Page 1 of 1

Parsing some html

Posted: Tue Jun 06, 2006 5:15 pm
by andym01480
I'm trying to pull data out of a string that has this sort of thing in it...

Code: Select all

<td align="left" valign="top" bgcolor="#EBF2FA" class="tableDate">Wed - Jun 07 -- Thu - Jun 08<br><span class="tableTime">20:00 - 22:00</span></td>
    <td align="left" valign="top" bgcolor="#FFFDF2" class="tableCategory s21">&nbsp;</td>
    <td align="left" valign="top" bgcolor="#FFFDF2" class="tableTitle" >Rhubarb Blah Blah <br>
    <span class="tableDescr">in the Guide Hut </span></td>
  </tr>
The date and time I have sussed out...

Code: Select all

preg_match_all('/(<td align=\"left\" valign=\"top\" bgcolor=\"#EBF2FA\" class=\"tableDate\">)(([A-Z]{3}\s-\s[A-Z]{3}\s\d\d)|([A-Z]{3}\s-\s[A-Z]{3}\s\d\d\s--\s[A-Z]{3}\s-\s[A-Z]{3}\s\d\d))(<br><span class=\"tableTime\">)(\d\d:\d\d\s-\s\d\d:\d\d)/is', $output, $matches, PREG_SET_ORDER);
How do I pull out the tableTitle and table Descr data which could be anything?

I've tried

Code: Select all

preg_match_all('/(<td align=\"left\" valign=\"top\" bgcolor=\"#EBF2FA\" class=\"tableDate\">)(([A-Z]{3}\s-\s[A-Z]{3}\s\d\d)|([A-Z]{3}\s-\s[A-Z]{3}\s\d\d\s--\s[A-Z]{3}\s-\s[A-Z]{3}\s\d\d))(<br><span class=\"tableTime\">)(\d\d:\d\d\s-\s\d\d:\d\d)(<\/td><td align=\"left\" valign=\"top\" bgcolor=\"#FFFDF2\" class=\"tableCategory s21\">&nbsp;<\/td><td align=\"left\" valign=\"top\" bgcolor=\"#FFFDF2\" class=\"tableTitle\">)(\w.)(<br>)/is', $output, $matches, PREG_SET_ORDER);
But it doesn't work.
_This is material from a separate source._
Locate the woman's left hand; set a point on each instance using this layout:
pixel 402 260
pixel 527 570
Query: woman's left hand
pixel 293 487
Can anyone spot where I have gone wrong?

Posted: Wed Jun 07, 2006 3:34 am
by twigletmac
Perhaps something like this?

Code: Select all

$match_string =<<<END

<td align="left" valign="top" bgcolor="#EBF2FA" class="tableDate">(.+?)<br><span class="tableTime">(.+?)</span></td>
    <td align="left" valign="top" bgcolor="#FFFDF2" class="tableCategory s21">&nbsp;</td>
    <td align="left" valign="top" bgcolor="#FFFDF2" class="tableTitle" >(.+?)<br>
    <span class="tableDescr">(.+?)</span></td>
  </tr>
END;

preg_match_all('^'.$match_string.'^is', $output, $matches, PREG_SET_ORDER);
The ? stops the matches from being greedy and using heredoc makes it a bit easier to set out.

Mac

Posted: Wed Jun 07, 2006 8:45 am
by andym01480
Thanks - it sure looks neater. But

Code: Select all

print_r($matches)
returns

Code: Select all

Array ( )
, so it hasn't worked!

Code: Select all

$output=<<<TEST
    <td align="left" valign="top" bgcolor="#EBF2FA" class="tableDate">Wed - Jun 07 -- Thu - Jun 08<br><span class="tableTime">20:00 - 22:00</span></td>
    <td align="left" valign="top" bgcolor="#FFFDF2" class="tableCategory s21">&nbsp;</td>
    <td align="left" valign="top" bgcolor="#FFFDF2" class="tableTitle" >Steps to Freedom Evening <br>
    <span class="tableDescr">in the Guide Hut </span></td>

TEST;

//process $output blah blah

$match_string=<<<END
<td align="left" valign="top" bgcolor="#EBF2FA" class="tableDate">(.+?)<br><span class="tableTime">(.+?)</span></td> 
    <td align="left" valign="top" bgcolor="#FFFDF2" class="tableCategory s21">&nbsp;</td> 
    <td align="left" valign="top" bgcolor="#FFFDF2" class="tableTitle" >(.+?)<br> 
    <span class="tableDescr">(.+?)</span></td>
END;

preg_match_all('^'.$match_string.'^is', $output, $matches, PREG_SET_ORDER);
  print_r ($matches);
Have I missed something